Regression results confusion. Help!

[DomiDarko]

Hello and please help,

I am testing biodiversity population reduction to see if its related to spatial scale (further north of the equator = less species).
My linear regression line is quite significant showing a steep drop but my data analysis figures are not. What am i doing wrong? Should i accept the null hypothesis that predicts their is no correllation as the P value is 4.02 (isnt that 402% probablility that the null is correct) or is their a correlation after all?
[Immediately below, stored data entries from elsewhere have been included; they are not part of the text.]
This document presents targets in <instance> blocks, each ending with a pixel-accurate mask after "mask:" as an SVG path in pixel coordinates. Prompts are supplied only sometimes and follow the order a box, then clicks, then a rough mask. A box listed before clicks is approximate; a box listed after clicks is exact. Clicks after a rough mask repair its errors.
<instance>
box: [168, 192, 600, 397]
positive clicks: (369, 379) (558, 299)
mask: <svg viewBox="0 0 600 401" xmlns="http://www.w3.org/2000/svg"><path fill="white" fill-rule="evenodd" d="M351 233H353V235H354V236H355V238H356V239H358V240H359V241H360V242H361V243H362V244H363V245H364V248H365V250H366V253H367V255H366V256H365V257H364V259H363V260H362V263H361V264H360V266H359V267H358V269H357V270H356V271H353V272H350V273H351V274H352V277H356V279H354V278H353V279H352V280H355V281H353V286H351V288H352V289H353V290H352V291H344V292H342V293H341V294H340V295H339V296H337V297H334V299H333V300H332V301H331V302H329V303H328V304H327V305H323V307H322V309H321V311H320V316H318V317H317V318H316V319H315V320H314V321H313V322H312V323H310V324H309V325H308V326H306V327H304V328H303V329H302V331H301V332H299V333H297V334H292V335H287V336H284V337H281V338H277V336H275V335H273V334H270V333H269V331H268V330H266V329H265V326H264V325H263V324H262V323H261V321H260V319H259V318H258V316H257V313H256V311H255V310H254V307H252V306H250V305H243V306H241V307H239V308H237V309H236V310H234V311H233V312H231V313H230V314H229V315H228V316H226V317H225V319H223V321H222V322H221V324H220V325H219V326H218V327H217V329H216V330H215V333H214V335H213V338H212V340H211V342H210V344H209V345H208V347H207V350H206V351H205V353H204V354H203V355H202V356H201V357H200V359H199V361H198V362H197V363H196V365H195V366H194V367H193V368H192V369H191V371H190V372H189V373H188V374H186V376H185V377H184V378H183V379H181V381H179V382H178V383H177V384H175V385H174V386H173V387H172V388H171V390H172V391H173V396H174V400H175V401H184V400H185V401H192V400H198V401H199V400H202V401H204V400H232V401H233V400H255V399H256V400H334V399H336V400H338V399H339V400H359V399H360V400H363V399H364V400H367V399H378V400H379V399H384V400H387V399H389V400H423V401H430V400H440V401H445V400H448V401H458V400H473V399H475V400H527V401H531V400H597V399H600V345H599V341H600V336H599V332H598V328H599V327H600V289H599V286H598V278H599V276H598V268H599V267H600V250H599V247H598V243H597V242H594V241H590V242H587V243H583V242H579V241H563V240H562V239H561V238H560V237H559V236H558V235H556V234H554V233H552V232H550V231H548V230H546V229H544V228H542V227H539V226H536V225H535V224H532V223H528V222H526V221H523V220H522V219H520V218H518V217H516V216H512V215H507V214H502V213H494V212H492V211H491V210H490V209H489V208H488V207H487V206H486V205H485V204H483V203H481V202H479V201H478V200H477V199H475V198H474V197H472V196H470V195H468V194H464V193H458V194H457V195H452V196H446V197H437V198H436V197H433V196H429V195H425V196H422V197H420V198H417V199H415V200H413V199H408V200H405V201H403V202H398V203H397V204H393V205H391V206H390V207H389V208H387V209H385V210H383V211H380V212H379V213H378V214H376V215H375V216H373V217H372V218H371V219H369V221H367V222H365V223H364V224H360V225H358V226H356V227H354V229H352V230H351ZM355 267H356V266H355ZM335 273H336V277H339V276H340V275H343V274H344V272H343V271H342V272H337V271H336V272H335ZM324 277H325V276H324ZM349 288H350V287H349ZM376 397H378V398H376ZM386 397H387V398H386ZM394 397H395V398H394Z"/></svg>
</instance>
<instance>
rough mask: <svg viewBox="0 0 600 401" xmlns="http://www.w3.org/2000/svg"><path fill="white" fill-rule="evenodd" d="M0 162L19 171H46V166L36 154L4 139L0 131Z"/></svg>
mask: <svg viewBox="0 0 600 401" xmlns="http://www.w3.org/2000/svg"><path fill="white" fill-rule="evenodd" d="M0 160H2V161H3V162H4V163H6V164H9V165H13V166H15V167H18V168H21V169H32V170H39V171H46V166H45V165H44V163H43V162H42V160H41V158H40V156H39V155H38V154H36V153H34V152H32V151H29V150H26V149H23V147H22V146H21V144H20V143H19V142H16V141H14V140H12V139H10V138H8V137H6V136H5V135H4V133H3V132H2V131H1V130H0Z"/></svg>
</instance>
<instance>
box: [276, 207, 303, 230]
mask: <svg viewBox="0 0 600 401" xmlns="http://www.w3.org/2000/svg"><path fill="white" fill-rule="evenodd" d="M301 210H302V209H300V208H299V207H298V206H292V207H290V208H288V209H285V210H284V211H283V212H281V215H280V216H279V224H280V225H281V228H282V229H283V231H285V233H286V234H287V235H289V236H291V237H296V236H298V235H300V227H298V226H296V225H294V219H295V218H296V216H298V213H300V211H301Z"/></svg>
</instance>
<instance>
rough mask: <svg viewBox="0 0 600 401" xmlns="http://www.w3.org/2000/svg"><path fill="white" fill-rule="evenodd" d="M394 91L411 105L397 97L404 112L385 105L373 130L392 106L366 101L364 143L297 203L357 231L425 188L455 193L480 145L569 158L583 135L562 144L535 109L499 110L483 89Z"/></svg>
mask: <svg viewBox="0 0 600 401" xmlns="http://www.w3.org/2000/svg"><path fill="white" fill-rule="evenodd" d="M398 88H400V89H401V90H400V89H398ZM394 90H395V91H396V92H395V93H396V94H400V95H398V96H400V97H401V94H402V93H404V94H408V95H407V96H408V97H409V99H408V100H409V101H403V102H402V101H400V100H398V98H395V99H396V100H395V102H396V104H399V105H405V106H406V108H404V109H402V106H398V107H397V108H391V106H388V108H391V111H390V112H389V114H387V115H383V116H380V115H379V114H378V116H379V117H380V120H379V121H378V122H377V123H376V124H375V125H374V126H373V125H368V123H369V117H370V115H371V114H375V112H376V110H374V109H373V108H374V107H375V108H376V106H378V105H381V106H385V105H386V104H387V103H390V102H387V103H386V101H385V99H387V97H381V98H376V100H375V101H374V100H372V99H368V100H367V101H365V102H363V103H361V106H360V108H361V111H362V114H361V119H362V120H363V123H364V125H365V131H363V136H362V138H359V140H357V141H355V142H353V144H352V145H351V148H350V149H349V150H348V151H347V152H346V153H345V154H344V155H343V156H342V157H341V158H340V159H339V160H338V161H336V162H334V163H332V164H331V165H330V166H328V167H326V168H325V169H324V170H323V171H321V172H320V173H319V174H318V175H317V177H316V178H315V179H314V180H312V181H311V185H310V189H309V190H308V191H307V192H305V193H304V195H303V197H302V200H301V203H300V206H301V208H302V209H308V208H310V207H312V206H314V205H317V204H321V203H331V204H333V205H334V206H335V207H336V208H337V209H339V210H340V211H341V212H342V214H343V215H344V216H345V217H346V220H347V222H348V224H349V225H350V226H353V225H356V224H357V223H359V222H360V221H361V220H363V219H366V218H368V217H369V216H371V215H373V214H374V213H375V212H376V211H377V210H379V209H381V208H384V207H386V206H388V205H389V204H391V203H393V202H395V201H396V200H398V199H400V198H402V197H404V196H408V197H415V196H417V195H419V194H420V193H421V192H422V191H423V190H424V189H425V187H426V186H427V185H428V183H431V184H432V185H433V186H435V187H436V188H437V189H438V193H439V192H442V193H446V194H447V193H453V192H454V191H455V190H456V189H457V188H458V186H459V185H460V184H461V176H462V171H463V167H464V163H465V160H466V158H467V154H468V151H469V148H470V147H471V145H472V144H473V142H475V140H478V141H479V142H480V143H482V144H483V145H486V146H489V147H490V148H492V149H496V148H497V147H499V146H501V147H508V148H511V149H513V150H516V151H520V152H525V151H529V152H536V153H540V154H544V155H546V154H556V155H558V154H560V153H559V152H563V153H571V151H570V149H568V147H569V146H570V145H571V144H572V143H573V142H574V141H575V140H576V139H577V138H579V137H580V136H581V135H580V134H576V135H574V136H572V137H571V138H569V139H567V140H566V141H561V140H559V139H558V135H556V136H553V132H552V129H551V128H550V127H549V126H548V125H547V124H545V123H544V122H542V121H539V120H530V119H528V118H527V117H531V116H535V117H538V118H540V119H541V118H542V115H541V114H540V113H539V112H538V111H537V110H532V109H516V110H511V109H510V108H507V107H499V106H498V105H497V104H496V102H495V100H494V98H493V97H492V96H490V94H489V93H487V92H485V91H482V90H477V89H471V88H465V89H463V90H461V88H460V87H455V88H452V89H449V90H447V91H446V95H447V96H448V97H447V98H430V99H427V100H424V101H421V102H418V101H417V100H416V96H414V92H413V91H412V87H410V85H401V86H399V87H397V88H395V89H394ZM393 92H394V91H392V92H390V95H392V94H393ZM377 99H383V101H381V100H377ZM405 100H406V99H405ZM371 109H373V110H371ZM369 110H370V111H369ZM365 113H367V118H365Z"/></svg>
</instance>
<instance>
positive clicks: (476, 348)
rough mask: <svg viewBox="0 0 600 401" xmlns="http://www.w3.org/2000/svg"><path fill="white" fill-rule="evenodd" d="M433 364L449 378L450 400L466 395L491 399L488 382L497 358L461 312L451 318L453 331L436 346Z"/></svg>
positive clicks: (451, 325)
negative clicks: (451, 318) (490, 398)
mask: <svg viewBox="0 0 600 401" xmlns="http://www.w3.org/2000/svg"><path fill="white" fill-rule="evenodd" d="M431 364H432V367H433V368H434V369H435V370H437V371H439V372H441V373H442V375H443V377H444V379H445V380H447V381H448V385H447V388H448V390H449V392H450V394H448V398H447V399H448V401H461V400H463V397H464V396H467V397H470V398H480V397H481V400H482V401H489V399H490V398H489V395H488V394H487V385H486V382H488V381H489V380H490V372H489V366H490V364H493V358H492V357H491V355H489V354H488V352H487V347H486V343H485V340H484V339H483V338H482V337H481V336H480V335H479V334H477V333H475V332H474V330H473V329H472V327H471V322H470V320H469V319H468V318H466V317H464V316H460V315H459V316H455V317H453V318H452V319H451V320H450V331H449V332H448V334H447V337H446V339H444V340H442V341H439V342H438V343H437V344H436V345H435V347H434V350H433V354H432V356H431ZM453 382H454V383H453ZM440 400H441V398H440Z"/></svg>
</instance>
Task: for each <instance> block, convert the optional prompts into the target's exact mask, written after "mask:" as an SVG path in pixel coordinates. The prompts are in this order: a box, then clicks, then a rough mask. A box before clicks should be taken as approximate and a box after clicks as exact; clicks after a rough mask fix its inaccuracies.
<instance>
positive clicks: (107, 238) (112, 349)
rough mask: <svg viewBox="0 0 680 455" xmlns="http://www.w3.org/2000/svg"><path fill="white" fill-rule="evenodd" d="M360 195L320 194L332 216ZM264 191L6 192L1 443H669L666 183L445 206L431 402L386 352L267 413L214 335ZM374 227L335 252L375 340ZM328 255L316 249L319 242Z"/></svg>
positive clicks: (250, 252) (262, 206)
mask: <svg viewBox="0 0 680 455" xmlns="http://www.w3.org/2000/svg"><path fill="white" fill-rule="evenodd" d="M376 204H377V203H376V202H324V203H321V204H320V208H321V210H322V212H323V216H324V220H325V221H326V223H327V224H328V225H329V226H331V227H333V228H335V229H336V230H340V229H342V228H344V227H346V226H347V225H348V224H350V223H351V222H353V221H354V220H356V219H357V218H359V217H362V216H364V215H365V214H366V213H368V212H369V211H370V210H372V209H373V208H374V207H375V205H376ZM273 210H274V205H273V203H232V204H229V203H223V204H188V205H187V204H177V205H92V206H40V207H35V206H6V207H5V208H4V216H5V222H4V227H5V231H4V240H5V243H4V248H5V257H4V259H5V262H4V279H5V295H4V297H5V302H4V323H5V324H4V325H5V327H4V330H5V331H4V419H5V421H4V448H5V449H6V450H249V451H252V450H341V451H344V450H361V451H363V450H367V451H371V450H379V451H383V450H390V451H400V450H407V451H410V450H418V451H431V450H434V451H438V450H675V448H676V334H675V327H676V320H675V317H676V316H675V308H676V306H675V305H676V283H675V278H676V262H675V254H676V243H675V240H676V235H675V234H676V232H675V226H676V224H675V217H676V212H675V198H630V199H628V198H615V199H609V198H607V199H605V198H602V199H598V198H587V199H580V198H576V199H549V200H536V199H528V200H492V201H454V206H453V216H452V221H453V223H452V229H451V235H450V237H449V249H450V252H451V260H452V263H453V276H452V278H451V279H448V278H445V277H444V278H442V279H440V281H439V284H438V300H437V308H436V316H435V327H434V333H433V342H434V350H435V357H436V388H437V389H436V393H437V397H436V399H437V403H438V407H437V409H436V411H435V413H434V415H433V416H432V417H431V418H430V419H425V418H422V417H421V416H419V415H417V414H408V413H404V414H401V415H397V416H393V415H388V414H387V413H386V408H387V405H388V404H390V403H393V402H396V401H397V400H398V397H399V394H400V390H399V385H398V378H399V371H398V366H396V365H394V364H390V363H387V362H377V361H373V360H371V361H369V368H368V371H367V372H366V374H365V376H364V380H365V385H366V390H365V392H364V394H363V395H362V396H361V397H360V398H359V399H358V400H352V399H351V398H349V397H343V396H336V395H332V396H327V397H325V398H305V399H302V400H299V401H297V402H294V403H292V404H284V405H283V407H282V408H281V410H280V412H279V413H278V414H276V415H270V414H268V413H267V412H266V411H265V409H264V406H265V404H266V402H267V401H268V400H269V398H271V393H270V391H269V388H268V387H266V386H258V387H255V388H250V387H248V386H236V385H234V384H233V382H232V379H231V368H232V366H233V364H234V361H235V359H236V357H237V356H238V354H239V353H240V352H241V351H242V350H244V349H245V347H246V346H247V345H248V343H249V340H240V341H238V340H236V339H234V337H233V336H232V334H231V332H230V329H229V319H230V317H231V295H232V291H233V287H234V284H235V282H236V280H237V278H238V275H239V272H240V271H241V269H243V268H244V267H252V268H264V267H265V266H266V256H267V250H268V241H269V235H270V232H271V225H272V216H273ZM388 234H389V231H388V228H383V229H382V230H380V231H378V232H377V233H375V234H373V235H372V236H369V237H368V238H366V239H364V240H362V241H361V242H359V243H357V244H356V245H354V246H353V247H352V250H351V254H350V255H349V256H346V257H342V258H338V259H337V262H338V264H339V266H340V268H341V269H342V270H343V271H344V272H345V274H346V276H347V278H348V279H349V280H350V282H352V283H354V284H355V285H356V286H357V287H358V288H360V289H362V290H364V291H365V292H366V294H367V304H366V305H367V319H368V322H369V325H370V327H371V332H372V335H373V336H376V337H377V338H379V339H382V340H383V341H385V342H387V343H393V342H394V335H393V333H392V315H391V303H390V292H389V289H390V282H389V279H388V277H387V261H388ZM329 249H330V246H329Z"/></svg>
I'm so confused. Please explain!

Here are my results.
R Square = 0.12
Standard Error = 181577.40
F number = 18.08
Significance F = 4.04
Observations = 131

Intercept = 355574.75 standard error = 22707.34 t-stat = 15.65 p-value 1.26 Lower 95% = 310647.71 Upper 95% = 400501.79
No of species = -46096.56 standard error = 10840.04 t-stat = -4.25 p-value = 4.02 Lower 95% = -67543.85 Upper 95% = -24649.27

 

[Ben Nevis]

The R Square indicates a very low level of correlation.
Did you do an X Y Scatter plot of the data? With R Square = 0.12 the data points should look fairly randomly distributed. If the data are well correlated you should see a distinct pattern.

 

[tybaltlives]

what Ben said. Looks like you can plot your data. Also, i'm not certain that a LINEAR regression is appropriate for a biodiversity model. Seems to me that there would be a drop off the further you got from the equator but it might follow a different function, even a NON-LINEAR one. Maybe something like this:

Excel 2010
	K	L	M	N	O
27	b+(b + (a-b) * x^c / (d + x^ c))
28				Distance	Species
29				1	10
30	a	20		2	9.85796
31	b	10		3	9.150787
32	c	4.5		4	7.460239
33	d	1500		5	5.180252
34				6	3.211012
35				7	1.911506
36				8	1.147094
37				9	0.708587
38				10	0.453162
Sheet1

Cell Formulas
Range	Formula
O29	=$L$31+($L$31-($L$30-$L$31)*N29^$L$32)/($L$33+N29^$L$32)
O30	=$L$31+($L$31-($L$30-$L$31)*N30^$L$32)/($L$33+N30^$L$32)
O31	=$L$31+($L$31-($L$30-$L$31)*N31^$L$32)/($L$33+N31^$L$32)
O32	=$L$31+($L$31-($L$30-$L$31)*N32^$L$32)/($L$33+N32^$L$32)
O33	=$L$31+($L$31-($L$30-$L$31)*N33^$L$32)/($L$33+N33^$L$32)
O34	=$L$31+($L$31-($L$30-$L$31)*N34^$L$32)/($L$33+N34^$L$32)
O35	=$L$31+($L$31-($L$30-$L$31)*N35^$L$32)/($L$33+N35^$L$32)
O36	=$L$31+($L$31-($L$30-$L$31)*N36^$L$32)/($L$33+N36^$L$32)
O37	=$L$31+($L$31-($L$30-$L$31)*N37^$L$32)/($L$33+N37^$L$32)
O38	=$L$31+($L$31-($L$30-$L$31)*N38^$L$32)/($L$33+N38^$L$32)

 

[tybaltlives]

There was something else I wanted to mention. In my experience, p-values are typically expressed as ".05" (95% confidence) or ".01" (99% confidence). So if you get a p-value of .2 then you reject the null hypothesis. but if it is .04 then you cannot reject the null hypothesis. I've never seen a P value of "4.02", for example.